[Numpy-discussion] A weekend floating point/compiler question

Charles R Harris charlesr.harris at gmail.com
Sat Apr 29 10:43:08 EDT 2006


On 4/29/06, Charles R Harris <charlesr.harris at gmail.com> wrote:
>
>
>
> On 4/28/06, Fernando Perez <Fernando.Perez at colorado.edu> wrote:
> >
> > Hi Robert and George,
> >
> > We found a bug in g77 v. 3.4.4 as well as in gcc, which manifests itself
> > in
> > the following little snippet:
> >
> > planck[f77bug]> cat testbug.f
> >         program  testbug
> > c
> >         implicit real *8 (a-h,o-z)
> > c
> >         half = 0.5d0
> >         x    = 0.49d0
> >         nnx  = 100
> >         iax  = (x+half)*nnx
> >
> >         print *, 'Should be 99:',iax
> >
> >         stop
> >         end
> >
> > c EOF
>
>
> I don't see why the answer should be 99. The number .99 can not be exactly
> represented in IEEE floating point, in fact it is ~
> 0.9899999999999999911182. So as you can see the result is perfectly
> correct given the standard conversion to int by truncation.
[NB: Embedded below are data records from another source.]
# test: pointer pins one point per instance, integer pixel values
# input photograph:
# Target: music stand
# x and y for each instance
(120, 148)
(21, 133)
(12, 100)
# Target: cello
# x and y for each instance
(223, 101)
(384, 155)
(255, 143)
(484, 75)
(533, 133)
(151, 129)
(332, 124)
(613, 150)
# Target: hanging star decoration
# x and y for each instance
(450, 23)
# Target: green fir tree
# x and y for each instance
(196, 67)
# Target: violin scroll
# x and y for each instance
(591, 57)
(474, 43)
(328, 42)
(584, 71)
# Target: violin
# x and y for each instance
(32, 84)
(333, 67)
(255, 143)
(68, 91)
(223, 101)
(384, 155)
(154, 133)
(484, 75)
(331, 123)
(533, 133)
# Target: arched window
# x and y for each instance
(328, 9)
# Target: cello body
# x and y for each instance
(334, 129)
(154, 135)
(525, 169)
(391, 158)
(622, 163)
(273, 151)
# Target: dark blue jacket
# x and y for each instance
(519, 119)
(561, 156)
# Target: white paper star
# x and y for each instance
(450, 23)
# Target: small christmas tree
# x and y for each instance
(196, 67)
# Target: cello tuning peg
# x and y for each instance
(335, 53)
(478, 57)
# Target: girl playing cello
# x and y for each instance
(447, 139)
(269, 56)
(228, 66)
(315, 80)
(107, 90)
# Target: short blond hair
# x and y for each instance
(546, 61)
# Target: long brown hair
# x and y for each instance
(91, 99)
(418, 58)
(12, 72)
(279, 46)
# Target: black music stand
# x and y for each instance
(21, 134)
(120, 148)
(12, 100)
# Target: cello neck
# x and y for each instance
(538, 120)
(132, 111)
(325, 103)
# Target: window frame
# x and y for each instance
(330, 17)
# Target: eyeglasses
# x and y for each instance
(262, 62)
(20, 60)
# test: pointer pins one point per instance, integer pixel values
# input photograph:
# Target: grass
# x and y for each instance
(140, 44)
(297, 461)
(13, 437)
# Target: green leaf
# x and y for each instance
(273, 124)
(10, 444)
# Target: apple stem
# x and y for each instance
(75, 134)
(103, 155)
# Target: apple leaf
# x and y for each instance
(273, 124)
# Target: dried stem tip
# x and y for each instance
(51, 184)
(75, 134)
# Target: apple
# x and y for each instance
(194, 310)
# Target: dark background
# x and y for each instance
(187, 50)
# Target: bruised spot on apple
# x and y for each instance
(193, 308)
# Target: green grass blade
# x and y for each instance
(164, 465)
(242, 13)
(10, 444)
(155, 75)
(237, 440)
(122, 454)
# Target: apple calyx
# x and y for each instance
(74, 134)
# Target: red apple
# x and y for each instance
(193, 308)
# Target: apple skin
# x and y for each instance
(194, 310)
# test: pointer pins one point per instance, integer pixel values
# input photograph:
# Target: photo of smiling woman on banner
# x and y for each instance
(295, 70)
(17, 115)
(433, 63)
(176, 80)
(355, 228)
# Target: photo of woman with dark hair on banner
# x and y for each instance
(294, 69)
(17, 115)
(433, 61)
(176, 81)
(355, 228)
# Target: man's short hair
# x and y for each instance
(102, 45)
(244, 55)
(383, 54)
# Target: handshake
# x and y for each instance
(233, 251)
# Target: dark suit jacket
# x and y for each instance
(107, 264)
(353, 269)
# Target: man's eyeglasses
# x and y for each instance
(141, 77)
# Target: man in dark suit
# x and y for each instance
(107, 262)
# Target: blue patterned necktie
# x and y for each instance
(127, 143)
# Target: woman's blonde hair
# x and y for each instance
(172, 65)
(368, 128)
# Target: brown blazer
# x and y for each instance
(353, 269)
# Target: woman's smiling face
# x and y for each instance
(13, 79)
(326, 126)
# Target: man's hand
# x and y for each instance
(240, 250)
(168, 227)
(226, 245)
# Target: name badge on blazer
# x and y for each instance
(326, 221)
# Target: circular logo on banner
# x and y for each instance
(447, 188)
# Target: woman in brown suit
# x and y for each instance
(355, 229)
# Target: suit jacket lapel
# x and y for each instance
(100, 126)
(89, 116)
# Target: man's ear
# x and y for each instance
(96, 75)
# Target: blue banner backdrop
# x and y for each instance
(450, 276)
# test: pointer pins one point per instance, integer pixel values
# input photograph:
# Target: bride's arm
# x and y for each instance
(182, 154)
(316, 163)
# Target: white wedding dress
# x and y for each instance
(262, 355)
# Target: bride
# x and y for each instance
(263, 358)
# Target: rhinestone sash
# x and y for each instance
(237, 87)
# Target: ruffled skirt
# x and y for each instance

IMHO, this is
> programmer error, not a compiler problem and should be fixed in the code.
> Now you may get slightly different results depending on roundoff error if
> you indulge in such things as (.5 + .49)*100 vs (.33 + .17 + .49)*100, and
> since these numbers are constants they may also be precomputed by the
> compiler and the results will depend on the accuracy of the compiler's
> computation. The whole construction is ambiguous.
>
> Chuck
>

As an example:

#include <cstdio>

int main(int argc, char** argv)
{
    int x = 100;
    long double y = .49;
    long double z = .50;
    printf("%25.22Lf\n", (y + z)*x);
    return 0;
}

prints 98.9999999999999991118216 whereas the same code with doubles instead
of long doubles prints 99.0000000000000000000000.